Thursday Thoughts On Leadership: How Leaders Create Something Out of Nothing

In his book “The Score Takes Care of Itself”, Bill Walsh asks the question, “Should desperation be the primary determinant for seeking new direction, innovative solutions?” He asks this because when he found himself as the quarterbacks coach of the Cleveland Browns, in charge of an offense with no ability to run the ball and a backup quarterback with a weak arm, he had to think of something. He couldn’t change the calendar. They had to play on Sunday. They couldn’t move up the player draft and restock players. He had to face the challenge each week of figuring out how to move the ball on offense with limited options. His answer…creating a short precision pass-oriented offense that would take advantage of the entire field and five receivers, led by a quarterback, Virgil Carter, who, while not able to throw hard or very far, was extremely accurate.
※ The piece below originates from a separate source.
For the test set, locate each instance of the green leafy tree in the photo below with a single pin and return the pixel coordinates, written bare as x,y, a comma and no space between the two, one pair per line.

He created something out of nothing. The West Coast Offense. In fact, it wasn’t really created from nothing. He was forced by circumstance to re-evaluate the situation he faced and all the assets available to him and find a solution to his problem. As he put it, “… it was created out of existing assets that only needed to be ‘seen’ and then capitalized on in new ways.” In his book, Walsh outlines four main concepts that can be used to model your own progression in any endeavor:

  1. Success doesn’t care which road you take to get to its doorstep. Walsh did not let it bother him that many traditionalists looked down at his new style. In a manly game like football, you had to run the ball. As one executive sneered, “It’s not real NFL football”, but in football as in life, we only remember the result and after a while, those naysayers had to figure out how this new offense was beating them and in fact how to copy it.
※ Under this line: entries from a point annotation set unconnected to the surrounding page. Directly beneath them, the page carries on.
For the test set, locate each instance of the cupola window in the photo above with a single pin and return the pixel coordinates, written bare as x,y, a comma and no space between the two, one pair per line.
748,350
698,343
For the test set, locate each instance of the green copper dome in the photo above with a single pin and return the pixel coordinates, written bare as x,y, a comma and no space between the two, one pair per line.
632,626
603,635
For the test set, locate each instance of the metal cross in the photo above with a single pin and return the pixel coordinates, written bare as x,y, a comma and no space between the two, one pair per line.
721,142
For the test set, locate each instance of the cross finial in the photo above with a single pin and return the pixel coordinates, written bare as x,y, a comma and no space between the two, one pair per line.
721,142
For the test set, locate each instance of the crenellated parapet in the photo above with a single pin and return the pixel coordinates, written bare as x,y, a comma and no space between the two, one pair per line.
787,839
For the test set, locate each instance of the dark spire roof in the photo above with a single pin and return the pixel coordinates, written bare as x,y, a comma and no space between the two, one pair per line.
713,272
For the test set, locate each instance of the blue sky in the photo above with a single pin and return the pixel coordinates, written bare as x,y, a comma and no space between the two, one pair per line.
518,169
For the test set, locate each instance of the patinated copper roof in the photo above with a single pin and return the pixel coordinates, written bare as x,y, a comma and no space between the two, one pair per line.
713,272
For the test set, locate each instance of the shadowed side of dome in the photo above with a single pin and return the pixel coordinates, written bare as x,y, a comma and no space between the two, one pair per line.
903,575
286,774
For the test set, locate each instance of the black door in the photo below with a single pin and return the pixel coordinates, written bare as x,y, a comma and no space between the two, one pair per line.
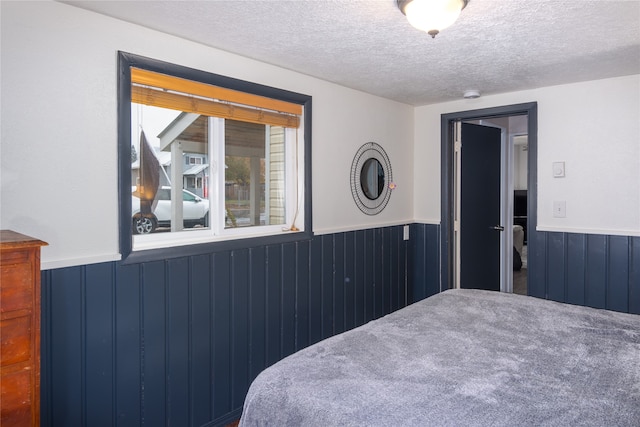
480,233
  2. Be bold. Remove fear from the unknown – that is, change – from your mind. Try new things, even if it is just a new wrinkle on the old. One of the secrets of Walsh’s offense was that he simply moved the point of attack from behind the line of scrimmage, where the defense was concentrated, to down the filed where there was only one or two defenders at most.
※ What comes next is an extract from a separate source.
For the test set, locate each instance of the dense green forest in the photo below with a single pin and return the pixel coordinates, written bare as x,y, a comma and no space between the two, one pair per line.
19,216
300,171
  3. Desperation should not drive innovation. Don’t wait until you run out of options to try new innovations. Although he installed his offense only after losing his starting quarterback. In hindsight, the team would have been better off starting the back-up and running the new offense from the start as that system ultimately proved more successful than the traditional offense they ran before the change.
  4. Be obsessive in looking for the upside in the downside. It would be a mistake to think that Walsh thought of his new offense after their starting quarterback was hurt. In fact, it was born by watching Virgil Carter in practice and on film before he knew he had to turn the offense over to him. He new that Carter did not possess a strong enough arm to make the throws the current offense called for. Because Carter was smart, agile and accurate, Walsh started to design plays that took advantage of those skills. Of course, once he became the starter, he had to change all the plays. But because he had already started to look for the upside in his backup quarterbacks limitations, he was ready.